What are some examples of forced off-label use among women?

Two examples involve women experiencing major life milestones: pregnancy and menopause.

Menopause

  • Women with moderate to severe vasomotor symptoms (VMS) associated with menopause (more commonly known as hot flashes) are among the patients being unfairly impacted by step therapy with forced off-label prescribing.
  • Until recently, the only FDA-approved treatment option available to women suffering from hot flashes was hormone therapy – an option some women are unable or unwilling to use, for personal or health-related reasons, including a history of breast cancer.
  • Treatment options for women suffering from hot flashes expanded in 2013 when the FDA approved the first and only non-hormonal therapy for treating moderate to severe hot flashes – a prescription medication called Brisdelle.
  • Unfortunately, rather than providing patients with first-line access to this option, some payers are instead requiring women to first try and fail on off-label uses of either (A) a generic form of the medication, dosed at least 33 percent higher than the FDA-approved formula; or (B) on completely different medications all together. There have even been reports of payers requiring women to first try and fail on hormone therapy, which most women seeking non-hormonal treatment options are trying to avoid in the first place.

Pregnancy

  • Nausea and vomiting of pregnancy or NVP is a very common medical condition in pregnancy and affects 50-90 percent of pregnant women. Although typically known as morning sickness, symptoms can occur at any time of the day, and may have a major impact on a woman's quality-of-life and work productivity.
  • Previously, prescribers relied on diet and alternative therapies for NVP, but treatment options for women suffering from moderate to severe NVP expanded in April 2013 when the first FDA-approved medication for NVP was approved in the U.S. – in the form of a prescription medication called Diclegis.
  • Currently, Diclegis is the only FDA-approved, Pregnancy Category-A medication for the treatment of NVP in women who do not respond to dietary and lifestyle modifications.
  • Unfortunately, many health insurance companies are delaying or blocking women from appropriate access to Diclegis, by forcing them to first fail on other medicines – none of which have been approved by the FDA for their condition. This can prolong a woman's suffering, and exposes her baby to medications whose effects on the fetus have not been properly studied.
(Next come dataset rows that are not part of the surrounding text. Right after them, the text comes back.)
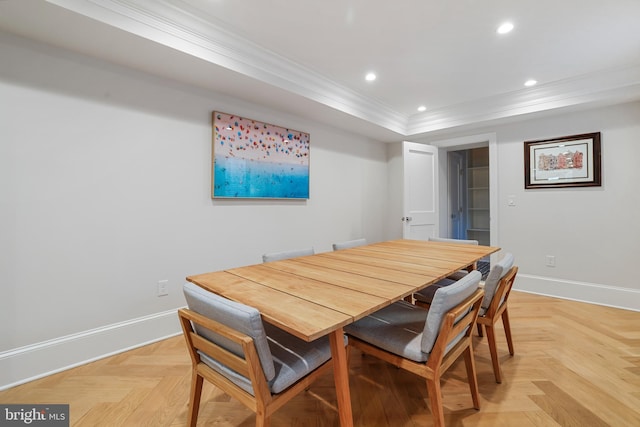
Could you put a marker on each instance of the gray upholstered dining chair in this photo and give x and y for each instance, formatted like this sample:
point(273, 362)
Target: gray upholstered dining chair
point(258, 364)
point(426, 342)
point(349, 244)
point(458, 274)
point(497, 288)
point(277, 256)
point(423, 298)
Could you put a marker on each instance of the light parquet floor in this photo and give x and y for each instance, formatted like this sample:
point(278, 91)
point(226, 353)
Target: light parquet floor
point(575, 364)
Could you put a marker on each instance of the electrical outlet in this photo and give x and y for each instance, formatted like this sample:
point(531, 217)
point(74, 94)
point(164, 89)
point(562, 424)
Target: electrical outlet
point(163, 288)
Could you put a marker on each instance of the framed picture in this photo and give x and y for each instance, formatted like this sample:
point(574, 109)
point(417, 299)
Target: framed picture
point(569, 161)
point(258, 160)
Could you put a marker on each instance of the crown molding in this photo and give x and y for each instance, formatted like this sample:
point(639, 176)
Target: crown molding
point(609, 86)
point(176, 26)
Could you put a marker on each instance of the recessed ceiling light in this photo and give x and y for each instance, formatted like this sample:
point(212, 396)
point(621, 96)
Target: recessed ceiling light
point(505, 28)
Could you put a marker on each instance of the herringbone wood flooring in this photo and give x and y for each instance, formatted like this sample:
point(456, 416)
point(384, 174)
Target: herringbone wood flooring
point(575, 364)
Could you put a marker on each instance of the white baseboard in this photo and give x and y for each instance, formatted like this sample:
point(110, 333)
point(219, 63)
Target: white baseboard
point(593, 293)
point(24, 364)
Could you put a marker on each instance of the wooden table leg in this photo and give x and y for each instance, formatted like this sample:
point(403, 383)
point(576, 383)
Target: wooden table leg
point(341, 377)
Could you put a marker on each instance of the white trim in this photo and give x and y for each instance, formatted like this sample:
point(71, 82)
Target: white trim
point(593, 293)
point(181, 28)
point(28, 363)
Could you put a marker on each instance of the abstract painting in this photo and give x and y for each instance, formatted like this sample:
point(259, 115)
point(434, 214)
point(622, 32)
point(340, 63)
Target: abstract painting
point(252, 159)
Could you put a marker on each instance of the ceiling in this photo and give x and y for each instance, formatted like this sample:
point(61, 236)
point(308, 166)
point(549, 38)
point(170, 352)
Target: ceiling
point(310, 57)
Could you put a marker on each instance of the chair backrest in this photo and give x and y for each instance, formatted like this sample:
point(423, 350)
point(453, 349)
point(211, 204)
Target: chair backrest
point(447, 240)
point(498, 271)
point(502, 292)
point(277, 256)
point(349, 244)
point(446, 298)
point(236, 317)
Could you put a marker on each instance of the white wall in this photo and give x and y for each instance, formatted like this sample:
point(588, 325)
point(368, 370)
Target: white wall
point(592, 232)
point(105, 190)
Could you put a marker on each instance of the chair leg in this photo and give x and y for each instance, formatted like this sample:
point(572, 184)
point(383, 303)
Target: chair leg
point(435, 397)
point(194, 401)
point(491, 339)
point(507, 330)
point(470, 364)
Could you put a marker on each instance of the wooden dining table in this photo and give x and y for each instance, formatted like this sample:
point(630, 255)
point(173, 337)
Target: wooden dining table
point(317, 295)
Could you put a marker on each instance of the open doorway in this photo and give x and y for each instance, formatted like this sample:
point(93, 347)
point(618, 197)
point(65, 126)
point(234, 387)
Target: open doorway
point(469, 194)
point(469, 201)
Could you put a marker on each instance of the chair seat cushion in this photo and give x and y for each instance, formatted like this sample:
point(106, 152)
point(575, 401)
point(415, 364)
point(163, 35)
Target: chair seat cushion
point(294, 358)
point(426, 294)
point(396, 328)
point(497, 272)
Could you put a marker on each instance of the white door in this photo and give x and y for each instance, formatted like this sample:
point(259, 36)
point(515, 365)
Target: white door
point(420, 201)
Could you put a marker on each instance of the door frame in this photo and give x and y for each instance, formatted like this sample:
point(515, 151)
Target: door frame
point(463, 143)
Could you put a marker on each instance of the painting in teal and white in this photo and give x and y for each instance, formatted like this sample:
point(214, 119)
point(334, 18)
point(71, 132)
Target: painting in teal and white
point(252, 159)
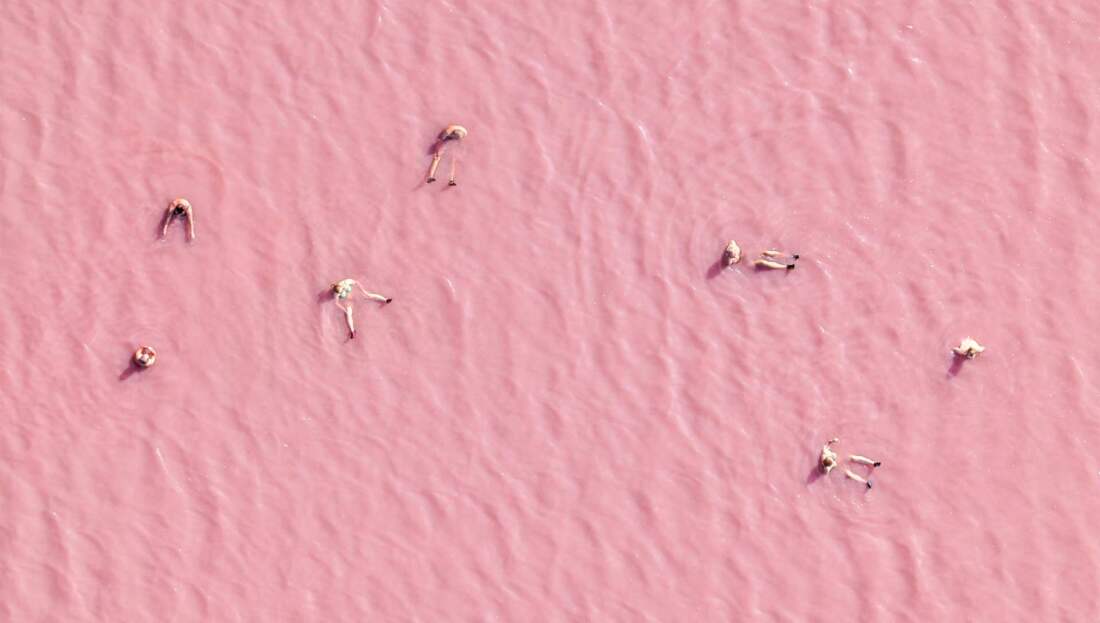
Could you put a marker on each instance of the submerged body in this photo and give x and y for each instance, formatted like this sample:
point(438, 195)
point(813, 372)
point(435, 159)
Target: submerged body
point(452, 132)
point(968, 348)
point(777, 260)
point(182, 208)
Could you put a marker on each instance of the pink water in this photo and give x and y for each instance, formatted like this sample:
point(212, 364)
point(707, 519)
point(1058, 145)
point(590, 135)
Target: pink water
point(568, 413)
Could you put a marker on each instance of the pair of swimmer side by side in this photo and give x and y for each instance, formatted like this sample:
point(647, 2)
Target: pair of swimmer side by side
point(342, 291)
point(769, 259)
point(829, 459)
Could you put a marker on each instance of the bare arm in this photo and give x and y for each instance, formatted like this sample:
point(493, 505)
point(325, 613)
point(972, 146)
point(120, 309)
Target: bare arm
point(167, 221)
point(190, 223)
point(371, 294)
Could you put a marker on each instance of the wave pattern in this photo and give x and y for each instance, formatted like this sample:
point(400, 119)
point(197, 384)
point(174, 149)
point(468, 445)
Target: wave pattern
point(569, 413)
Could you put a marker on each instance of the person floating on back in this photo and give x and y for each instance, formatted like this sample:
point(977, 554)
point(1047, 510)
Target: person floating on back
point(342, 291)
point(450, 133)
point(183, 209)
point(968, 348)
point(772, 259)
point(828, 460)
point(732, 254)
What can women do about forced off-label prescribing?

  • Patients should not be forced by an insurer to take a medication for an off-label indication.
  • If your insurance plan requires you to try and fail on a medicine not FDA approved for your medical condition, make insurers – and the bodies that govern them – aware that forced off-label prescribing is unacceptable to you. Contact your insurer, your legislators, your state's insurance commission, and your state's attorney general's office to share your views.
  • Women should not be forced to fail on prescription medications that are not FDA approved for use in treating their health conditions when FDA-approved options are (1) available, and (2) chosen by their own healthcare providers as first-line treatment.
  • Your voice matters: With input from patients like you, three states, Maryland, New Hampshire and Vermont, recently passed legislation to restrict forced off-label use in step therapy protocols.